I believe Doris Day (old movie actress for you young'uns) has built a home for dogs, too. It certainly doesn't rival Sam Simon's but it's so nice of them to do.


----------



## sillylilykitty (Mar 11, 2007)

I love the Simpsons, in fact I am watching it right now (its become a routine now, watch tv and be on the forum at the same time  ). That is awesome, if only more famous people did that.


----------



## Lightwingcreations (May 7, 2007)

Wow, what a sap I am, I started crying while watching. It makes me so happy to see wealthy/rich people pay it forward in some way. My ultimate dream is that I win the lotterly (big jackpot) and use all that money to help the wellfare of animals as well as people around the world. Like I said, what a sap I am.


----------



## SunSiberians (May 7, 2007)

WOW. He's amazing. Thank you Mr.

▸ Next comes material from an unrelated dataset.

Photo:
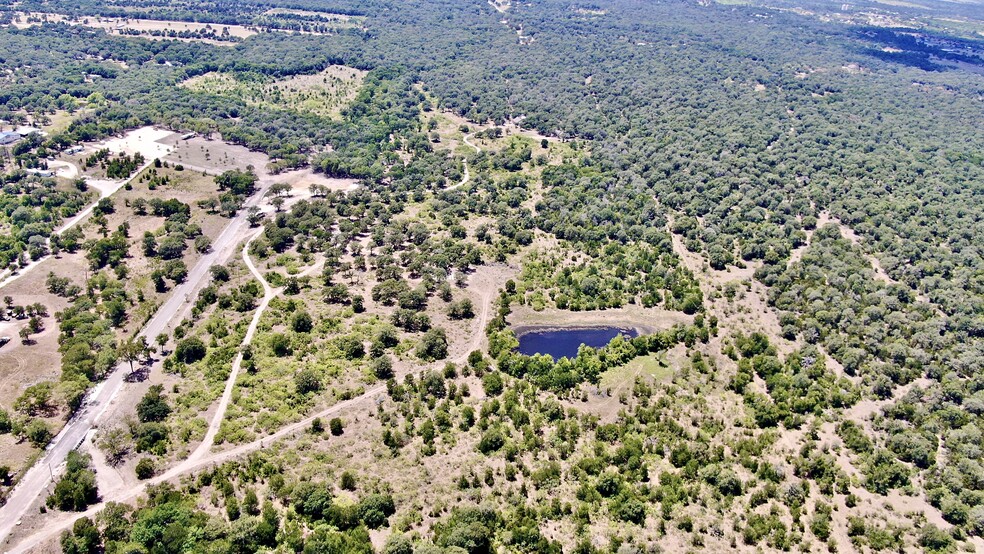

Sam Simon! 
Hopefully one day, with my little fortune (I hope to make, lol) I'll be able to do the same for our dog friends.


----------



## jatt559 (Jul 7, 2007)

Aye caramba! Love it haha. Awesome lucky dogs =]

Hes a good guy!


----------



## gizmobaby (Apr 30, 2007)

aw! now this makes me want to watch the simpsons the movie even more!  i had to watch that video twice...breathtaking.


----------



## Inga (Jun 16, 2007)

What a fabulous guy! I am so happy to see someone with wealth doing something for those who are in need. Isn't that what it is all about? God must be smiling at Sam Simon. I know I am. Thanks for sharing that Curbside.


----------



## RonE (Feb 3, 2007)

I saw the 60 minutes episode a week or two ago. I'm sure it was a repeat.

He has a staff of trainers that go to the Southern California shelters and look for dogs that might be good helper dogs. Then they adopt them, train them and make them available to special needs people. So, both the dogs and the people get a new chance at a better life.

They talked to one of the trainers who said that the heartbreaking part of the process is the dogs they have to leave at the shelters. They can't take them all.

The foundation doesn't accept private donations. Every penny is funded by Simon himself. He hasn't been involved in The Simpsons for ten years, but he gets a cut of every episode aired, every product sold and - no doubt - the current feature-length film.


----------